People are mocking you for not getting the obvious content of the letter. And, perhaps, rightfully so.
It was all too painfully obvious in the scene in Iris's Chicago apartment that her son was Roy's when she said, "His father lives in New York". And Roy doesn't pick up on that? Ugh. Did he take too many pitches to the head?
If I were going to make a new cut of the film, I'd want to correct the telling of this subplot to increase its resonance with the audience. We should find out that Roy is the father of Iris's son at the same time Roy does, not an hour earlier in the story. I'd change it like this:
- Delete the scene at the beginning where young Roy and Iris are in the barn and it's obvious they have sex, as she leads him toward the nearest hay pile. Use it as a flashback instead.
- Remove Iris's line in the apartment about the boy's father living in New York.

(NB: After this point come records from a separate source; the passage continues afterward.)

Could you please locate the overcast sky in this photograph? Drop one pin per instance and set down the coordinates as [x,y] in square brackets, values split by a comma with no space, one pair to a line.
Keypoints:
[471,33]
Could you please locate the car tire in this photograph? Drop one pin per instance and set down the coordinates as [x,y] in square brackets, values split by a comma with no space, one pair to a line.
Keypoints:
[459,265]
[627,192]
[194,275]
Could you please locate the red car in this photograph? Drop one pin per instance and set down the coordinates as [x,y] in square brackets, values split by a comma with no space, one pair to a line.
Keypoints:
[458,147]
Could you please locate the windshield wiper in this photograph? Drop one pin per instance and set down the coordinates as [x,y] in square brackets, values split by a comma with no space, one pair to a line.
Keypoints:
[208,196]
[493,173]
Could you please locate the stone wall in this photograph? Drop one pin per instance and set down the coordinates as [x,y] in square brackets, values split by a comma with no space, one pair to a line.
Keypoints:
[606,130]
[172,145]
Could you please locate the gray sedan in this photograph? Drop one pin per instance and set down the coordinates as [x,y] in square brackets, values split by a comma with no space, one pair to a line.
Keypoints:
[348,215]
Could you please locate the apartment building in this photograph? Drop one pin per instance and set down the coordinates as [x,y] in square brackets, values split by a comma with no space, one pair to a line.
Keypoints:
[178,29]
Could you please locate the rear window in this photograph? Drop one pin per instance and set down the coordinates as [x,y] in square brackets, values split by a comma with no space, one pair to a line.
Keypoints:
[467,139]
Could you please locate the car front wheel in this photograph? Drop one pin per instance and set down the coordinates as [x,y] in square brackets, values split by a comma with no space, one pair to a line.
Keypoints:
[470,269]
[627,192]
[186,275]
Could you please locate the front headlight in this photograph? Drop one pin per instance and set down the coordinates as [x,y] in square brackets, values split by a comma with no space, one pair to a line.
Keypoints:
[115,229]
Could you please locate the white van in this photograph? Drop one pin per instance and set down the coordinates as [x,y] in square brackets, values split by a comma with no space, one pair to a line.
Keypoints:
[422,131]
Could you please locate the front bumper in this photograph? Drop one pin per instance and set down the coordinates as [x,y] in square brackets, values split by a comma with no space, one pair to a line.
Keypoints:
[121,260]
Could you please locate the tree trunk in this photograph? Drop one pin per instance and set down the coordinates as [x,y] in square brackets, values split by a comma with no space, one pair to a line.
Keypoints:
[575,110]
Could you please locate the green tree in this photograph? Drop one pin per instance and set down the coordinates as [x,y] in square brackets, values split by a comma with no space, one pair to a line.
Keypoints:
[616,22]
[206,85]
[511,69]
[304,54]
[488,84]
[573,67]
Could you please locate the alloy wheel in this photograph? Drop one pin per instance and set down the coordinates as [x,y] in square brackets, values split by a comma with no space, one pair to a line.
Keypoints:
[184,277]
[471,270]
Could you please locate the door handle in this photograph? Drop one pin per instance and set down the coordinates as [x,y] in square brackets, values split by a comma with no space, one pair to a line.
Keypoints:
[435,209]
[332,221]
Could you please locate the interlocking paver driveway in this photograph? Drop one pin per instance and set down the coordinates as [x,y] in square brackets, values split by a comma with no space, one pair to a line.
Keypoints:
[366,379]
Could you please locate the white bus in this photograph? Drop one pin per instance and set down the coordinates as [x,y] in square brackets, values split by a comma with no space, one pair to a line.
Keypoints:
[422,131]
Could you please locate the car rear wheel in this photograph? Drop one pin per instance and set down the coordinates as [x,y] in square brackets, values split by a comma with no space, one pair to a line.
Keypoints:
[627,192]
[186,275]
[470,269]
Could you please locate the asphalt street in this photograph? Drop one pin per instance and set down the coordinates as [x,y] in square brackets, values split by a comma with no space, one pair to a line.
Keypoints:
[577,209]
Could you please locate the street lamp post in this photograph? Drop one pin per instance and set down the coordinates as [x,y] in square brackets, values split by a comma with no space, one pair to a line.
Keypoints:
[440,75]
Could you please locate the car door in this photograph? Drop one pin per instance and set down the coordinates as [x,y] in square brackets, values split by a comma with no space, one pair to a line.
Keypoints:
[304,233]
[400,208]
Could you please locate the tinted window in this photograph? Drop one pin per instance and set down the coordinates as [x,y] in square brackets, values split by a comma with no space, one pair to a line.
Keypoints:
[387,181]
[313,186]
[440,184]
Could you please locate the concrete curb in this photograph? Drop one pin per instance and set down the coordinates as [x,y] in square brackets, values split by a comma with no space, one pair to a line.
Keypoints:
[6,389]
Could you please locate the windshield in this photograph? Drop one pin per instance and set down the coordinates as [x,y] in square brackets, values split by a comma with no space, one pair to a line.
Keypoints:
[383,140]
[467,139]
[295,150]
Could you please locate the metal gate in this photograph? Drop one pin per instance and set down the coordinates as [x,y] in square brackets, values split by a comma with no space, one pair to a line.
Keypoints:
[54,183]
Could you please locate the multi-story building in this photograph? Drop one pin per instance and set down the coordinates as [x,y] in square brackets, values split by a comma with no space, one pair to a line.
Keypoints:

- Remove Iris's line to the usher regarding the content of the note.
- Roy reads the note in the dugout. Insert the barn scene as a flashback here. Since the Director's Cut already changed the original prologue into a series of small flashbacks, it wouldn't be totally out of place to have a final flashback at the end, to bring things full circle.
It never has to be directly stated that the boy is Roy's son. The audience understands this when they see the final shot of Roy and the boy playing catch back at the farm with Iris looking on.